All the women had multiple children which they breastfed (maybe some protective hormonal effect?). All were "queen bees" who did not let their husbands boss them around and who were perfectly content to spend decades as widows. All had strong social networks - were very close to their siblings and cousins, in most cases to their children, attended church, and had other friends. None of the men or women were divorced though some were widowed and remarried.

All were "too stubborn to die" and would challenge doctors and fight to stay healthy and independent rather than just give in to some diagnosis. One refused to go to the doctor at all.

fidgiegirl
7-1-11, 11:14am
Wow, the Blue Zones link is really rich. Amazing how positivity and laughter and connectedness keeps coming up here.

Selah
7-1-11, 12:04pm
As all of the above, and get good at differentiating between good stress and bad stress. Take time to attend to your spiritual life, both privately and, if appropriate, in some kind of community or congregation. Live beneath your means. Be grateful for all you have experienced, even the bad stuff...if it didn't kill you, it at least gave you the chance to become stronger, wiser, and more compassionate. Don't tell lies (bad stress) or gossip meanly about people (also bad stress). Give to charity in money, effort, or both. Laugh your head off as often as you can! :)

benhyr
7-1-11, 1:14pm
In addition to all the awesome advice, unless I missed this, wear sunscreen ;)

oh, and don't smoke.

oh, and don't play in traffic.

JaneV2.0
7-2-11, 9:58am
Keep moving, lest you fossilize in place.

creaker
7-2-11, 10:09am
I like these tenets from Blue Zones:
http://www.bluezones.com/live-longer/power-9/

They all seem to make perfect sense, and more than longevity, I think they have a lot to do with happiness and prosperity as well.

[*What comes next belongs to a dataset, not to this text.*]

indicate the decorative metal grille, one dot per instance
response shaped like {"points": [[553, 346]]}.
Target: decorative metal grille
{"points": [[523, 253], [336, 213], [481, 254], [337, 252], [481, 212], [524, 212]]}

These are good just for living - what is the point of longevity without peace & happiness?

pinkytoe
7-2-11, 10:22am
In addition to all the suggestions here, I have noted a certain quality in all my long-lived relatives. Not sure how to describe it, but they have a "cork in the water" attitude about all of life's traumas - an ability to be resilient and stay floating when pulled under.